By opting for FOB supply, new market entrants are having to make a splash into LNG tanker newbuilds. Moving into shipping is a major step in terms of both financial commitment and operational skill-set. Also, the sector may have strong economies of scale difficult for a buyer to exploit. Take as an illustrative example, EnBW’s 2 MTPA of offtake from its Plaquemines LNG and CP2 LNG SPAs, which will require long-term charter agreements for four tankers to service these contracts. RWE’s 2.25 MTPA of offtake will require up to three tankers. These shipping arrangements are sufficient to cover delivery to Europe but not necessarily sufficient by themselves to support switching opportunistically to distant Asian markets. More established market participants, such as Engie, are utilising their existing fleets and adding to it in order to service their various offtake agreements.
Chartering and operating a fleet of LNG tanker will not make sense for all buyers, or even be affordable.
The evolving US LNG model: FOB to DES?
Meanwhile US LNG project developers also are looking to cut out the aggregators by moving into shipping. This dynamic may reflect developers’ ambitions to offer Delivered Ex-Ship (DES) LNG contracts to buyers who are not interested or are unable to take a shipping position. This offering could help secure further SPA signings and differentiate some US Gulf Coast LNG projects from others. It could unlock new buyers in Europe reluctant to assume the shipping commitments. In the past, we have seen some project developers such as Cheniere expand across the LNG value chain and take positions in shipping and regasification terminals, becoming fully integrated. Additionally, project developers can use surplus production volumes that are not assigned to long-term offtakers to take advantage of market opportunities.
Shipping gives the seller a significant level of optionality, which in a growing spot LNG market can increase trade margins substantially.

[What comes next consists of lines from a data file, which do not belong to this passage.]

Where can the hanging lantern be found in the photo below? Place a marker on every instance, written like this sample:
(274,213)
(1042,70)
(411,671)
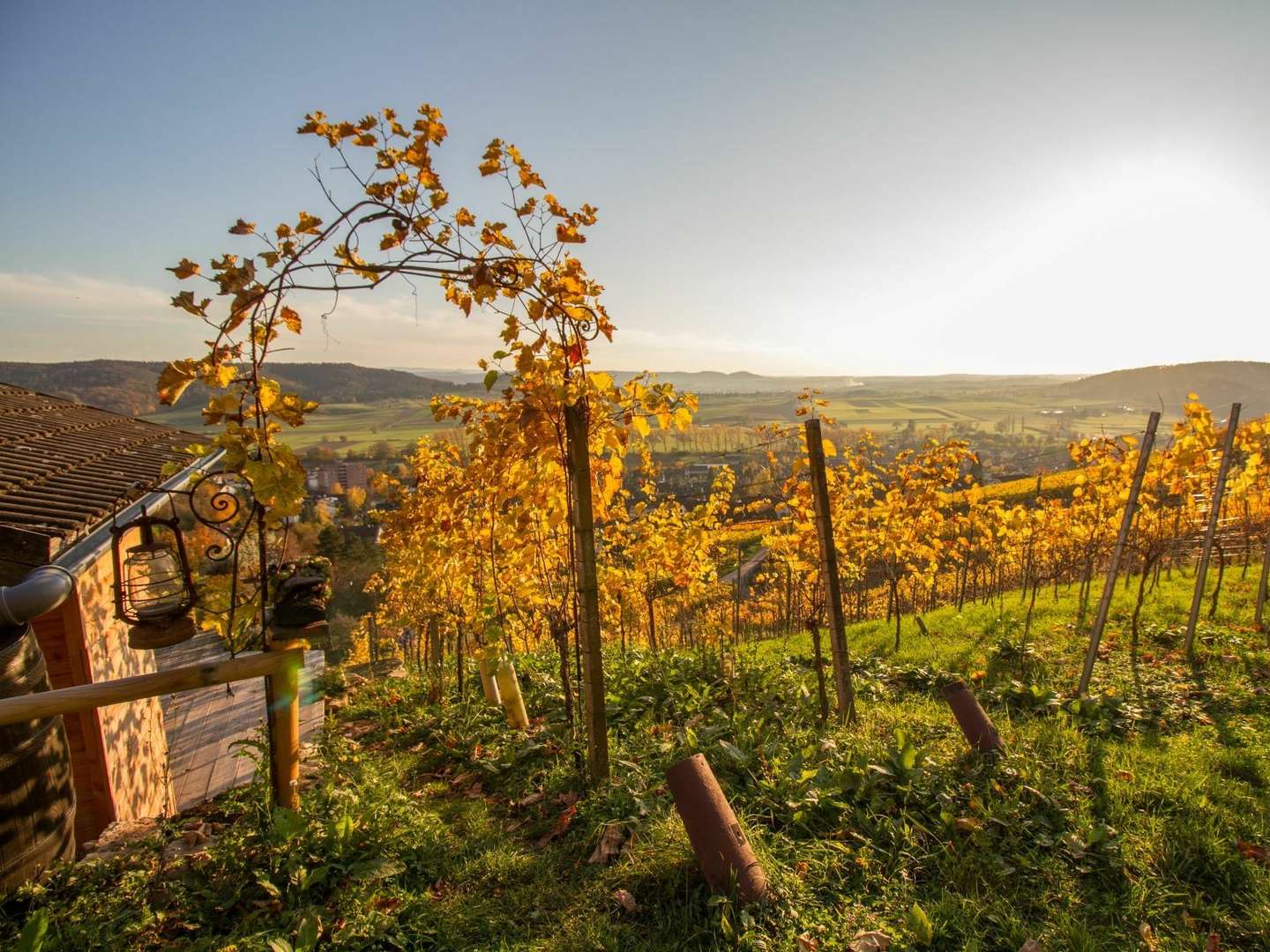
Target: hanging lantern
(153,585)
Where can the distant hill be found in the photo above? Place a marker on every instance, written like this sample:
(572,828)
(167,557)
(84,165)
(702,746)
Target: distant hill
(129,386)
(1217,383)
(747,383)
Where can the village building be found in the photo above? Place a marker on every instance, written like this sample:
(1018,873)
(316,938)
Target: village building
(66,472)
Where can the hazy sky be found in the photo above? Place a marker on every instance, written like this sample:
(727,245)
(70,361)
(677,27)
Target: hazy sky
(784,188)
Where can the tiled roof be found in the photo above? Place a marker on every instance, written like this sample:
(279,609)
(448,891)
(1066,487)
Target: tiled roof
(65,466)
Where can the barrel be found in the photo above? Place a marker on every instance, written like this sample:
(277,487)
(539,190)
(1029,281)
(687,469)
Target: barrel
(37,795)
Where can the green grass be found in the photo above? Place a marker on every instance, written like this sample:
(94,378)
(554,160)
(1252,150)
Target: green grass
(1123,811)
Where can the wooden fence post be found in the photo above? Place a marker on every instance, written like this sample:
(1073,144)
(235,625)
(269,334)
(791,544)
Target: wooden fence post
(1261,585)
(1211,532)
(1131,508)
(830,569)
(282,714)
(588,593)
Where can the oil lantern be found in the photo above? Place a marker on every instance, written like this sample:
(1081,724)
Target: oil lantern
(153,589)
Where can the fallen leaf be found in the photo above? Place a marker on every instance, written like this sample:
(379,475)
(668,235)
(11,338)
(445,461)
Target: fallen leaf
(870,942)
(609,844)
(1251,851)
(562,824)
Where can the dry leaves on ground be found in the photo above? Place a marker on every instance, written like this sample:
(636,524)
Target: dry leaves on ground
(609,844)
(560,827)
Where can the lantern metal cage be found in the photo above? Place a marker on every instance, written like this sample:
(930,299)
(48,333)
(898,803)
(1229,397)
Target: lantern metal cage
(153,587)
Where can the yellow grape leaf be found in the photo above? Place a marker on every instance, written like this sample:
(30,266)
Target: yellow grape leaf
(185,302)
(175,378)
(185,270)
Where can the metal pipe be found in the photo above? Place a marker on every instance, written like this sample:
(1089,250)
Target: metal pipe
(42,591)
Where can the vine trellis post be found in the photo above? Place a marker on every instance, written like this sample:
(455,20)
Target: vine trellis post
(1261,585)
(1131,508)
(830,573)
(1214,516)
(588,591)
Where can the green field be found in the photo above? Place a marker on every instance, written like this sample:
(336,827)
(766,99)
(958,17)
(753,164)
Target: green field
(357,426)
(1143,811)
(343,427)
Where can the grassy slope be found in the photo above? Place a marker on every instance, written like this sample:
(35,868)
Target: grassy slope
(1090,828)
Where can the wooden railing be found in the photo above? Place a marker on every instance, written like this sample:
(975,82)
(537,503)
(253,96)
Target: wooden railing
(280,666)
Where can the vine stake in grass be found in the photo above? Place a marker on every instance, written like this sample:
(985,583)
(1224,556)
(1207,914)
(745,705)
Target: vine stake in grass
(975,725)
(1131,507)
(830,570)
(716,838)
(1214,516)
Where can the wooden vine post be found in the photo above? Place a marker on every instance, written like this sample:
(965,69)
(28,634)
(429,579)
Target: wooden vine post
(1131,508)
(282,707)
(1214,516)
(830,571)
(588,593)
(1261,585)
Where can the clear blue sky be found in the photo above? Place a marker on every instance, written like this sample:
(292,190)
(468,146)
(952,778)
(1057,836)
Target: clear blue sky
(784,188)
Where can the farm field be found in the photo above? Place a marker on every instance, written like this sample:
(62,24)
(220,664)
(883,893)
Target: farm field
(342,426)
(358,426)
(885,412)
(1138,819)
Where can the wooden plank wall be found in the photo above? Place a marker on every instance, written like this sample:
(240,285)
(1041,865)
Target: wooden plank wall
(58,636)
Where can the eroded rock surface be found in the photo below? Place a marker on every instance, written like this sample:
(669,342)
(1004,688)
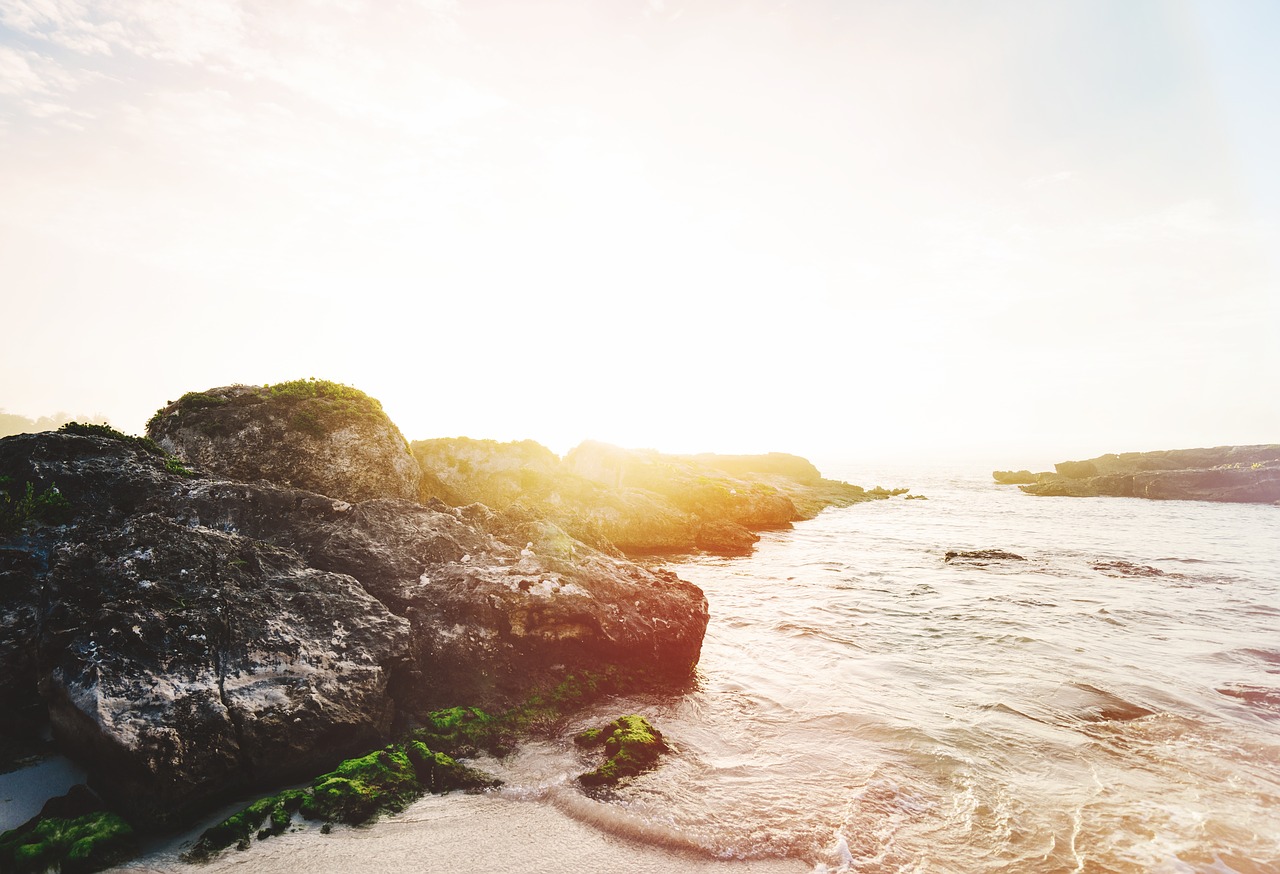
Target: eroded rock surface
(635,502)
(196,636)
(309,434)
(1224,474)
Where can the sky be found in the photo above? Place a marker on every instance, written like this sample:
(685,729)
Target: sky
(849,229)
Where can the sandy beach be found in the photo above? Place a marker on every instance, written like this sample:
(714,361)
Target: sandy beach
(460,833)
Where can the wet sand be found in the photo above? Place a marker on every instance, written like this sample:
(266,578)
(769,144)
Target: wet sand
(457,833)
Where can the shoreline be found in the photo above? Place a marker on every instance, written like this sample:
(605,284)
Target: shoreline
(492,831)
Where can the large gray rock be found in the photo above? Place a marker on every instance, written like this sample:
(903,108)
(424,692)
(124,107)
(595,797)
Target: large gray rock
(309,434)
(197,636)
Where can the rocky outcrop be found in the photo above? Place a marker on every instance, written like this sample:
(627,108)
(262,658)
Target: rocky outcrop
(631,746)
(1013,477)
(309,434)
(635,502)
(1223,474)
(191,636)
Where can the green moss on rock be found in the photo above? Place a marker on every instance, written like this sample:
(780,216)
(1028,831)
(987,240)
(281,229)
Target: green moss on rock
(73,846)
(631,746)
(82,429)
(360,788)
(355,792)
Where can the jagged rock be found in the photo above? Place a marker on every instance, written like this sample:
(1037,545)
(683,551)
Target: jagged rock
(1013,477)
(982,557)
(199,636)
(726,539)
(638,502)
(631,746)
(309,434)
(1223,474)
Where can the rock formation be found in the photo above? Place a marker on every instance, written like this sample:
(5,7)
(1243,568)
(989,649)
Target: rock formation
(307,434)
(1014,477)
(191,636)
(636,502)
(1224,474)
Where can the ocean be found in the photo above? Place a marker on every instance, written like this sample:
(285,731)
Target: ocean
(1109,701)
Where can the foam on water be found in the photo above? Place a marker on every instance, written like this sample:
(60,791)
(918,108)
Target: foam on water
(1107,704)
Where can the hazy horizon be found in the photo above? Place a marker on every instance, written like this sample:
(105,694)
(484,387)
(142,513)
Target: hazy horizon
(1001,232)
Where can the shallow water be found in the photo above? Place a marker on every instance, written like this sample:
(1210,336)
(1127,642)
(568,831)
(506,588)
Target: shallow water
(1109,704)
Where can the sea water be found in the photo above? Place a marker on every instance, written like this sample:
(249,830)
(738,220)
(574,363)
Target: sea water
(1109,701)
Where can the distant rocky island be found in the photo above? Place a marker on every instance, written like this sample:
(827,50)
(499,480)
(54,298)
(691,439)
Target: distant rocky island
(1225,474)
(275,580)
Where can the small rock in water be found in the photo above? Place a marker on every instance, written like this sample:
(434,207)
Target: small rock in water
(983,556)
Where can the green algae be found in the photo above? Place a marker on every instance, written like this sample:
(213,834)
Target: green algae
(631,746)
(73,846)
(467,731)
(360,788)
(355,792)
(388,779)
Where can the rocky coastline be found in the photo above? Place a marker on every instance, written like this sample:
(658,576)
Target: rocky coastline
(274,581)
(1224,474)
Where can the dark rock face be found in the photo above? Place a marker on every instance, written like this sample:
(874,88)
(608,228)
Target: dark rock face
(191,637)
(1225,474)
(310,434)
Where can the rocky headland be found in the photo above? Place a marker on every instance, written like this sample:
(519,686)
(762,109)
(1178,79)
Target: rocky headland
(1225,474)
(634,502)
(274,581)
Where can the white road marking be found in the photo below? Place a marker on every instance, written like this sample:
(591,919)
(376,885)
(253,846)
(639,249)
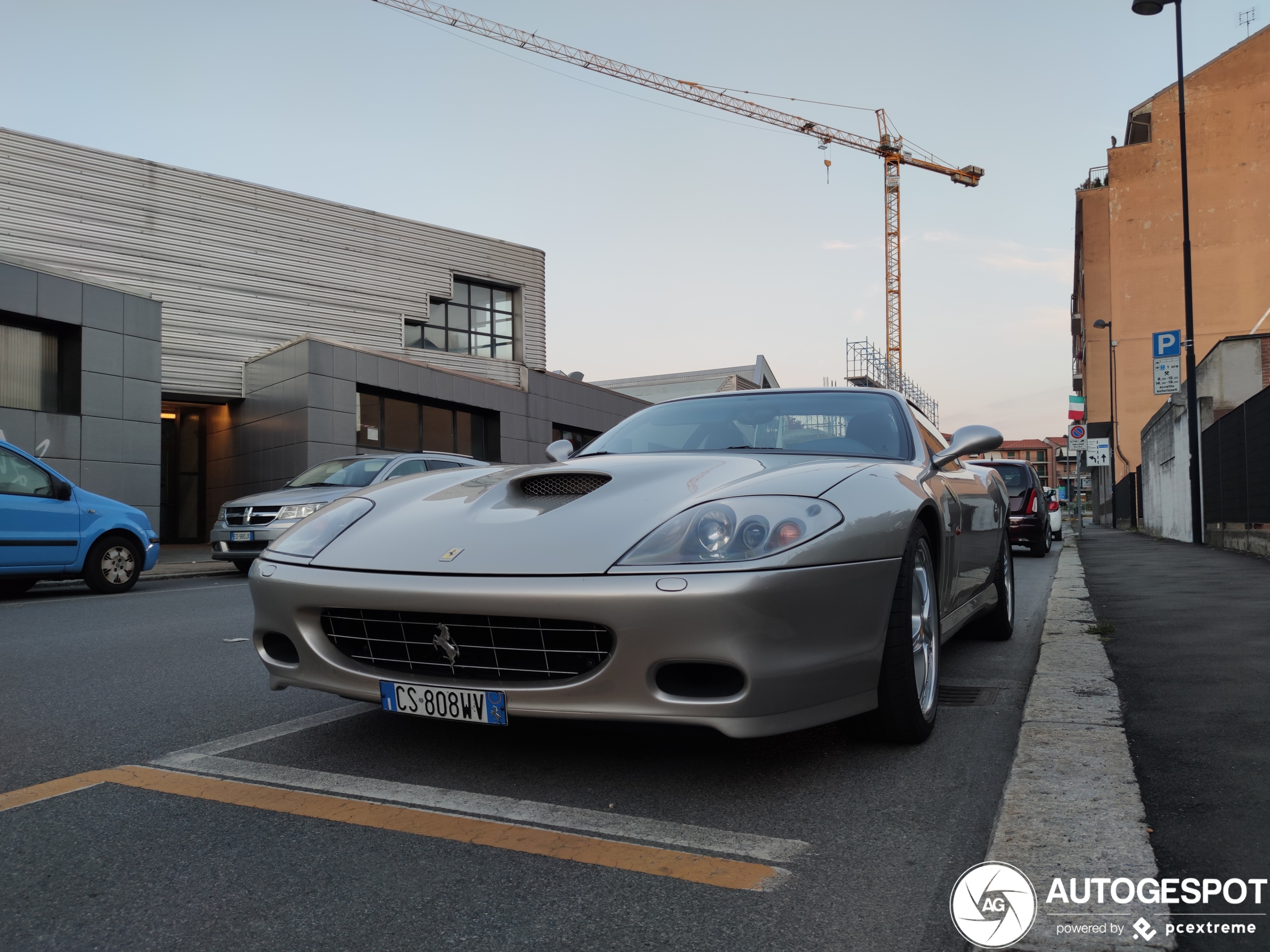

This dynamic became quite evident during the run-up in spot LNG prices during the second half of 2022, when having access to shipping options gave FOB buyers the flexibility to seek the highest paying market. LNG project developers were able to benefit from the incredibly high spot LNG prices during 2022, due to their shipping fleet. Considering the four US projects for which European buyers signed pre-FID firm offtake in 2021–23, the potential peak export volumes surpass announced nameplate capacity by nearly 18 MTPA.
• Venture Global has five 200,000-cbm vessels on order, which equates to an estimated 3–3.2 MTPA (assuming a 50/50 split in deliveries between Northeast Asia and Northwest Europe). That surpasses the company’s requirement to fulfil its only announced DES contract to date, a 1.2 MTPA DES SPA with Sinopec. This situation may indicate that Venture Global plans to sell volumes for its own account. This strategy is a departure from the other US Gulf Coast project developers which so far are more narrowly focused.
• Sempra Infrastructure, in contrast, has no announced new ship-build orders or charters associated with its Port Arthur LNG project, which has signed only FOB deals to date.
• NextDecade’s Rio Grande LNG project has signed one DES contract to date — a 1 MMtpa SPA with Guangdong Energy Group — out of 10.8 MTPA in firm offtake contracts. Where disclosed, the project’s other offtake contracts are FOB.
Conclusion: The battle for midstream control
Aggregators are performing an important role. They provide the long-term underpinning to enable new FIDs of LNG projects. However, both project developers and buyers are wondering whether to rely upon them or whether to consider taking on an extended role themselves to avoid the ‘slings and arrows’ of volatile spot markets.